Abbiamo cominciato a contare tutti insieme, pesci, anfibi, uccelli e mammiferi. Poi noi umani abbiamo elaborato il sistema per dare a quelle quantità un simbolo e calcolare in astratto. Ma il germe della matematica è comune ed è lo stesso che ha portato noi a elaborare formule complesse e le rane tungara a contare i richiami d’amore dei rivali e aggiungerne sempre uno in più, per conquistare le femmine.
Gli ultimi studi di biologi, etologi e neuroscienziati analizzano con sempre maggior precisione perché i cani possono calcolare la traiettoria più breve per raggiungere un bastone lanciato in diagonale, i ratti riescono a contare quante volte devono premere la leva per ottenere del cibo, o i corvi confrontano grandezze di due insiemi. E perché scimpanzé cresciuti in laboratorio sviluppano abilità di riconoscere sequenze numeriche pari ai nostri bimbi e migliori di noi adulti, che con l’età le perdiamo sostituendole con altre.
A fare il punto sulle ultime scoperte sono gli atti del convegno Le origini delle abilità numeriche.
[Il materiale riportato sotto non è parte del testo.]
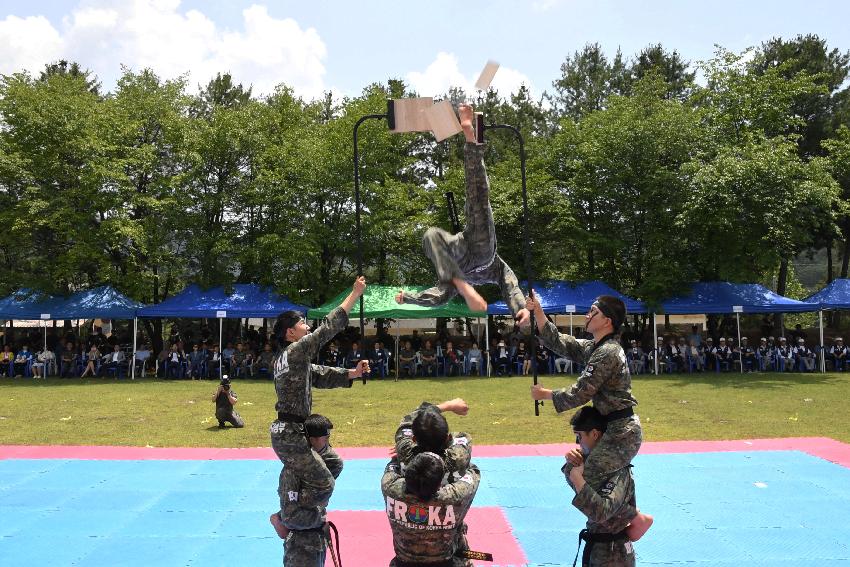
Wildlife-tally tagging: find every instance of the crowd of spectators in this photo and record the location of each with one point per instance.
(696, 353)
(252, 356)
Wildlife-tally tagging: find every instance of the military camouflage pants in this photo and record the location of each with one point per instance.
(231, 417)
(291, 447)
(615, 450)
(612, 554)
(304, 549)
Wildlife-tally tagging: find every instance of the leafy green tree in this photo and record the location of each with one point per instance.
(54, 171)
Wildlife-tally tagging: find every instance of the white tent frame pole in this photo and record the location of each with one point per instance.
(822, 347)
(655, 341)
(487, 344)
(397, 338)
(740, 352)
(135, 340)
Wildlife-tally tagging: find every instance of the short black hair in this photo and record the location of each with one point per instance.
(588, 418)
(430, 430)
(286, 320)
(317, 425)
(424, 475)
(613, 308)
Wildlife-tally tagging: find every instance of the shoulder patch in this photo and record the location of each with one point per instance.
(467, 478)
(281, 365)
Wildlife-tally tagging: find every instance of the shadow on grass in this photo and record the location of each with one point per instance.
(761, 380)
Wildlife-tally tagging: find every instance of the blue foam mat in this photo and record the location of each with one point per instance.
(726, 509)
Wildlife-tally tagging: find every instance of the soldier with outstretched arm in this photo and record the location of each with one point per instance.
(469, 257)
(606, 381)
(295, 376)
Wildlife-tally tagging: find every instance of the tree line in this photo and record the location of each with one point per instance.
(647, 172)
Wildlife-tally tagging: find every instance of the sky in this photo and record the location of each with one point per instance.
(343, 45)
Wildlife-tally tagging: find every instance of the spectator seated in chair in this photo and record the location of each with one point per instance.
(378, 360)
(68, 361)
(764, 355)
(175, 362)
(142, 359)
(197, 362)
(429, 360)
(837, 353)
(242, 361)
(454, 359)
(785, 356)
(114, 362)
(723, 356)
(502, 359)
(473, 360)
(354, 355)
(407, 360)
(746, 355)
(23, 362)
(804, 356)
(7, 361)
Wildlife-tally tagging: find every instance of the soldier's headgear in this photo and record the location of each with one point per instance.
(317, 425)
(613, 308)
(286, 320)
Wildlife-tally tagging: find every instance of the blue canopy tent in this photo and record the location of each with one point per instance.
(104, 302)
(246, 300)
(101, 302)
(834, 296)
(26, 304)
(727, 297)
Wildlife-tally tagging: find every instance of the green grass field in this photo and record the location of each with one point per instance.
(181, 414)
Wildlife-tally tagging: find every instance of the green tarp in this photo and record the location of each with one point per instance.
(379, 301)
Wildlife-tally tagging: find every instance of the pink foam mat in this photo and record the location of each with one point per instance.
(823, 447)
(489, 531)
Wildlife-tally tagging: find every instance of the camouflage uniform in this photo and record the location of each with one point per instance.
(608, 510)
(294, 378)
(457, 456)
(607, 381)
(426, 532)
(305, 516)
(471, 254)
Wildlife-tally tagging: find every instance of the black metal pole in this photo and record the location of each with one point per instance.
(529, 274)
(357, 216)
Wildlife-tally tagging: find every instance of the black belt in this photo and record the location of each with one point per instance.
(446, 563)
(316, 530)
(283, 416)
(592, 539)
(619, 414)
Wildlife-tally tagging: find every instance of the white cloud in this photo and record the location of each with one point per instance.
(444, 72)
(27, 43)
(545, 5)
(102, 35)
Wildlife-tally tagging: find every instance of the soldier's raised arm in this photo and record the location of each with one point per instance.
(559, 343)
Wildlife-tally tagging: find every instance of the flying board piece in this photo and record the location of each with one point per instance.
(486, 76)
(408, 114)
(442, 120)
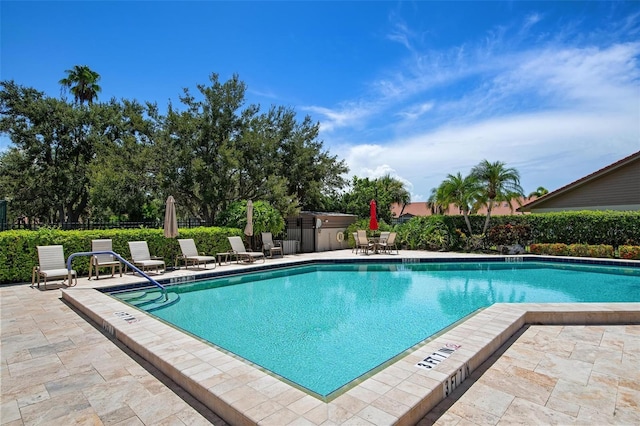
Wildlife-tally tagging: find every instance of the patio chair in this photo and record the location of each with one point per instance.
(389, 244)
(141, 258)
(191, 255)
(363, 242)
(51, 264)
(103, 260)
(241, 253)
(268, 245)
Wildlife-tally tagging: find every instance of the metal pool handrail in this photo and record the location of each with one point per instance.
(121, 259)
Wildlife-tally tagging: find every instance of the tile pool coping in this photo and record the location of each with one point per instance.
(400, 393)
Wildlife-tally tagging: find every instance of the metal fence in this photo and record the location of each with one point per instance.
(89, 225)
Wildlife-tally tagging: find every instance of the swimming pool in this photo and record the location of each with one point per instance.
(323, 326)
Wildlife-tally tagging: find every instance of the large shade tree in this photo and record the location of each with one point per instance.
(385, 190)
(82, 82)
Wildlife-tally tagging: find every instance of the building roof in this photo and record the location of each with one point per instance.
(598, 174)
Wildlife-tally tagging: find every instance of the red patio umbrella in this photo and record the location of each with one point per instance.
(373, 220)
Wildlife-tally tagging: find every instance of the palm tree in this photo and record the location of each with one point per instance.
(539, 192)
(391, 190)
(462, 192)
(499, 183)
(83, 83)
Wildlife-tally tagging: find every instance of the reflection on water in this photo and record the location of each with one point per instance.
(323, 326)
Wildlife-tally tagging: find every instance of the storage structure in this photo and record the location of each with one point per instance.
(317, 231)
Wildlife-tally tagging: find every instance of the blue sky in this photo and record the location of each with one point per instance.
(415, 89)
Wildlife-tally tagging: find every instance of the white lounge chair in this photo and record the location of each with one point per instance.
(363, 242)
(51, 264)
(103, 260)
(191, 255)
(268, 245)
(241, 253)
(141, 258)
(389, 244)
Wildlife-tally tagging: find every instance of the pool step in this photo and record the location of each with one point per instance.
(149, 300)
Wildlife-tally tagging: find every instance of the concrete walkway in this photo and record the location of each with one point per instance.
(59, 369)
(553, 375)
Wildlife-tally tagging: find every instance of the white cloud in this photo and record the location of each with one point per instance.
(556, 112)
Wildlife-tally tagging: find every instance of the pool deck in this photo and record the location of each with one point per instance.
(67, 358)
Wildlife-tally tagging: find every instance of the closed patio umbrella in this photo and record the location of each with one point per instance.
(248, 230)
(373, 219)
(170, 219)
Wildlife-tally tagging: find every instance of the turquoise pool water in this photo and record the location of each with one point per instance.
(323, 326)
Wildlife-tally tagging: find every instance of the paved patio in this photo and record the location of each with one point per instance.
(60, 368)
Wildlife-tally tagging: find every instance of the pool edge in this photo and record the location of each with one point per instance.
(400, 394)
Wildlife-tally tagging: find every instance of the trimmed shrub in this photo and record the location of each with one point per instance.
(501, 235)
(577, 250)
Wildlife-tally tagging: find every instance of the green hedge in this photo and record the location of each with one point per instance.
(18, 253)
(579, 227)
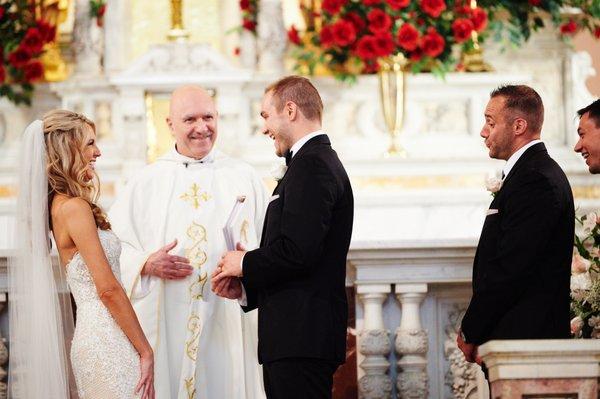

appena pubblicati dalla Royal Society di Londra. Tra gli autori e relatori Giorgio Vallortigara, neuroscienziato del Centro Mente/Cervello dell’Università di Trento. «È affascinante che l’uso dei numeri sia biologicamente così antico» sottolinea Vallortigara «e che probabilmente anche le nostre capacità più sofisticate, quelle poi esplose nella matematica, siano riconducibili a una base biologica comune con altri animali». Se, come detto, soltanto l’uomo usa simboli per calcolare, Vallortigara spiega che «in questi anni si sono accumulate evidenze per provare che capacità di stima della numerosità sono presenti in una grande varietà di specie animali».
Perché contare è sopravvivere.
Varie specie di pesci scelgono di stare nel banco più numeroso: sanno che avere tanti simili intorno equivale a maggiori possibilità di sfuggire a un predatore. Valutare qual è il posto dove il cibo è più abbondante è indispensabile per nutrirsi. O, come succede ai branchi di iene, considerare il numero di richiami provenienti da altri gruppi serve a decidere se tenersi alla larga da una carcassa perché si è in pochi.
«Come gli uomini, gli animali compiono queste valutazioni sulla base di un meccanismo, l’ “Ans” (Approximate number system), che consente di stimare la numerosità» dice Vallortigara.
«Con questo sistema si possono fare operazioni aritmetiche come addizione, sottrazione, moltiplicazione e divisione. Tali capacità di aritmetica elementare approssimata si osservano in tutte le specie e si ipotizza che il meccanismo sia molto antico, comparso nei primi pesci e da loro trasferito ad anfibi, rettili, uccelli e mammiferi moderni».
I ricercatori si concentrano ora sui meccanismi cerebrali. «In certe regioni del cervello» spiega ancora il neuroscienziato «ci sono neuroni che rispondono alla numerosità». In pratica, quando la scimmietta vede nel cielo uno stormo con quattro uccelli, un neurone nel suo cervello aumenta la frequenza di scarica in maniera massima. Se ne vede meno la frequenza di scarica diminuisce.
«È come se questi neuroni fossero dei filtri, che rispondono in massima misura a una certa numerosità e rispondono meno man mano che ci allontaniamo da questa numerosità», precisa Vallortigara. Indagare sul loro funzionamento non serve solo a conoscere le capacità animali in matematica, ma in prospettiva a curare disturbi come l’acalculia, la difficoltà di calcolo negli umani.